Sem conseguir me concentrar na TV decidi arrumar a casa. Percebi que tenho um monte de tralhas que não preciso. Dei uma limpa. Vou jogar esse monte de tranqueira fora. Por que diabos comprei essa merda toda?

Fico pensando naquela viva. Tinha tanta coisa atrás dos olhos dela. Não era como os olhos opacos dos mortos, havia... Brilhavam intensamente. Havia vida ali.

SÃO PAULO, 02 DE SETEMBRO, 22H50.

Faz duas horas que meu coração começou a bater e não parou mais. Minha cabeça está em polvorosa. Não vou trabalhar amanhã. O cemitério vai ter que se virar sem mim. Não vou trabalhar nunca mais. Não naquilo. Sinto vontade de desenhar. A noite está bonita. Quero sair para uma caminhada mas tenho medo.
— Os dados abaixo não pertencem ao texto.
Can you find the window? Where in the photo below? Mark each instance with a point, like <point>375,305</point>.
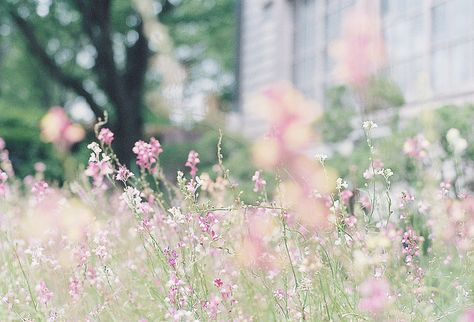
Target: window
<point>304,67</point>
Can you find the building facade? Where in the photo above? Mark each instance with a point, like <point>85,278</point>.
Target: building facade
<point>429,46</point>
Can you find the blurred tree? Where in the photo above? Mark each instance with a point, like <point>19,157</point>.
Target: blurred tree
<point>97,49</point>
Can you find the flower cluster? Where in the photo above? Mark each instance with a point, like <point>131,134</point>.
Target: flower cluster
<point>147,153</point>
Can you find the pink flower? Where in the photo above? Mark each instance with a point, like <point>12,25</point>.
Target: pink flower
<point>123,174</point>
<point>218,282</point>
<point>75,288</point>
<point>193,160</point>
<point>259,181</point>
<point>40,189</point>
<point>468,316</point>
<point>416,147</point>
<point>44,294</point>
<point>147,153</point>
<point>375,295</point>
<point>346,196</point>
<point>106,136</point>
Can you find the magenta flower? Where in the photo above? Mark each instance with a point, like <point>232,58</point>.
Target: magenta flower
<point>346,196</point>
<point>106,136</point>
<point>259,182</point>
<point>123,174</point>
<point>40,189</point>
<point>3,180</point>
<point>44,294</point>
<point>147,153</point>
<point>193,160</point>
<point>218,282</point>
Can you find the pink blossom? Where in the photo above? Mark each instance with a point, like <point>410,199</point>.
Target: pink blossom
<point>259,182</point>
<point>218,282</point>
<point>346,196</point>
<point>44,294</point>
<point>193,160</point>
<point>123,174</point>
<point>375,295</point>
<point>75,288</point>
<point>106,136</point>
<point>147,153</point>
<point>40,189</point>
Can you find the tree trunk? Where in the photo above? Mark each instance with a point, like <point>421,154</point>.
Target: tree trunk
<point>128,130</point>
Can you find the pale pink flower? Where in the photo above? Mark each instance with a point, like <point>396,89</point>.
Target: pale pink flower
<point>44,294</point>
<point>218,282</point>
<point>147,153</point>
<point>259,182</point>
<point>346,195</point>
<point>375,295</point>
<point>40,189</point>
<point>75,288</point>
<point>193,160</point>
<point>106,136</point>
<point>123,174</point>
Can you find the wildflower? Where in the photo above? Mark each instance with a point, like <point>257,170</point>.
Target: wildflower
<point>321,158</point>
<point>40,167</point>
<point>40,189</point>
<point>75,288</point>
<point>44,294</point>
<point>259,182</point>
<point>193,160</point>
<point>147,153</point>
<point>375,295</point>
<point>369,125</point>
<point>171,256</point>
<point>123,174</point>
<point>410,241</point>
<point>341,184</point>
<point>97,169</point>
<point>346,195</point>
<point>106,136</point>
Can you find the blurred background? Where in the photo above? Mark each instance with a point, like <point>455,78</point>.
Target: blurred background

Estou esquentando e minha pele está quase toda rosada, só as extremidades das mãos e pés permanecem cinza.

Eu quebrei a TV. Levantei do sofá, fui até a parede onde ela estava pendurada, coloquei a mão por baixo da tela e a empurrei para cima, soltando do suporte. Continuei empurrando para cima, ela encostou na parede, se desprendeu, virou para frente e caiu. Pendurada pelo fio de força bateu primeiro na parede e depois no chão. Vi ela bater, quebrar e apagar quando o fio soltou da tomada. Era uma TV cara. Me senti indescritivelmente bem.

Vou dormir. Acho que estou cansado.

SÃO PAULO, 03 DE SETEMBRO, 7H15.

Acordei cedo. Me sinto ótimo. Viver não é o que eu esperava. Meu coração bateu a noite toda no peito, minha pele está quente. Mas o que é que eu esperava, afinal? Eu estou... feliz?
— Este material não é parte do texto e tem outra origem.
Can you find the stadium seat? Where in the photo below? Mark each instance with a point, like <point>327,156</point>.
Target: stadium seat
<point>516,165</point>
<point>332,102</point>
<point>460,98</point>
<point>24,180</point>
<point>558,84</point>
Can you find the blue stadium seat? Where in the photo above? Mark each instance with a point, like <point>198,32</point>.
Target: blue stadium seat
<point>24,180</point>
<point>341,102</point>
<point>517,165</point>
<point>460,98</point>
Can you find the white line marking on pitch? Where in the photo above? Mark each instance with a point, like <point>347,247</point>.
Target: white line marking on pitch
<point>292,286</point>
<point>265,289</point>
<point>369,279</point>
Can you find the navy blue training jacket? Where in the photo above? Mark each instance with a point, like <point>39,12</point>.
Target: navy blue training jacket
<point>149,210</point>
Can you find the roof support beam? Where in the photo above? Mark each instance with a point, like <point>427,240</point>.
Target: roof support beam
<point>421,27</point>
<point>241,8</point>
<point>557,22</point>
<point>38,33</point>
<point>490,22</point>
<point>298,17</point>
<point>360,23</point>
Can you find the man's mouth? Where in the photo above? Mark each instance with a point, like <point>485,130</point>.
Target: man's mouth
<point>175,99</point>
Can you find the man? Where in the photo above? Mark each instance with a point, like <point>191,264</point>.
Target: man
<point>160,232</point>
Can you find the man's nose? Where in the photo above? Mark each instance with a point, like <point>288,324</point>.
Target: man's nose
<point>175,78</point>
Saí para dar uma volta. A pé. Evitei as pessoas mortas, ninguém me notou. Na ida dei dinheiro para a velhinha que mora numa caixa de papelão aqui na esquina, na volta trouxe para ela leite e alguns pães
que comprei na padaria. Deixei meu casaco com ela. Ela não entendeu mas agradeceu. Ela chorou. Eu acho que chorou. Não dá para ter certeza.
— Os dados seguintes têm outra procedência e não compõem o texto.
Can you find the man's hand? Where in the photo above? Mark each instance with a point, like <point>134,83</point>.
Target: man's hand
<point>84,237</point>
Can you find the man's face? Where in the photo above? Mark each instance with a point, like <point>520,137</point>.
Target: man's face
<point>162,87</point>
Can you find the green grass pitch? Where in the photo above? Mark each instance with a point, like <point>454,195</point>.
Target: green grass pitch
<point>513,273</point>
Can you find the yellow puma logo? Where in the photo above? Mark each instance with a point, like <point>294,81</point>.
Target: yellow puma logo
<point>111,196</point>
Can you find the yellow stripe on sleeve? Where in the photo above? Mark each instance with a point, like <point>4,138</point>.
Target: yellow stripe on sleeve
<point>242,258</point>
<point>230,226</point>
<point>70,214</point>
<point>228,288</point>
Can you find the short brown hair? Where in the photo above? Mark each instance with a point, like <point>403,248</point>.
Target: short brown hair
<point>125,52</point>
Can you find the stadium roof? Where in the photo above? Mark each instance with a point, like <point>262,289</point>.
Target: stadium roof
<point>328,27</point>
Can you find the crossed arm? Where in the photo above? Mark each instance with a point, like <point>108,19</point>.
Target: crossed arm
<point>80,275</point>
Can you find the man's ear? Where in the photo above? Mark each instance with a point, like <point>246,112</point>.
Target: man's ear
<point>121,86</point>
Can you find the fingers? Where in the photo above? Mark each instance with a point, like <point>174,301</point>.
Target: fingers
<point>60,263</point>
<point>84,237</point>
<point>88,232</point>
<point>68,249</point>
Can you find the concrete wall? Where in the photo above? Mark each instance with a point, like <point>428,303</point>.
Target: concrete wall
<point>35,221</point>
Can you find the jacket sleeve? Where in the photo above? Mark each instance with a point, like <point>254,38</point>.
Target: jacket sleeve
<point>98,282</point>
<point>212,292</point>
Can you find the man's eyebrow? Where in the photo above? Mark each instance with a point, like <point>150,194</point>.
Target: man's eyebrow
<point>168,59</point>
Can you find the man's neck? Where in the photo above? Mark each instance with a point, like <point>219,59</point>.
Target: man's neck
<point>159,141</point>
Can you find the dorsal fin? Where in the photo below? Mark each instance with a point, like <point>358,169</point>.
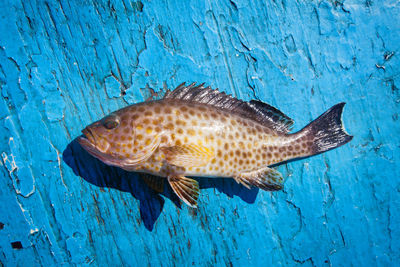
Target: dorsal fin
<point>258,111</point>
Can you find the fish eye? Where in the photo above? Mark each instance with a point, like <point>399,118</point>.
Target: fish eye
<point>111,122</point>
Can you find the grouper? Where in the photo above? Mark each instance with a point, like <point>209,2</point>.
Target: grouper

SÃO PAULO, 03 DE SETEMBRO, 20H15.

Era verdade. Era tudo verdade. Os vivos se reconhecem. Se atraem. Encontrei a viva que me mordeu. Nos reconhecemos de longe. Ela havia escapado dos mortos naquele dia.

“É fácil”, ela disse, e completou “o que mais apavora os mortos, são os vivos”.

"Você parecia pronto para acordar", foi o que ela me disse quando perguntei por que havia me mordido. Muito bonita. Ela é muito bonita. E quente. E macia. Ela está viva e por culpa dela, eu agora também estou.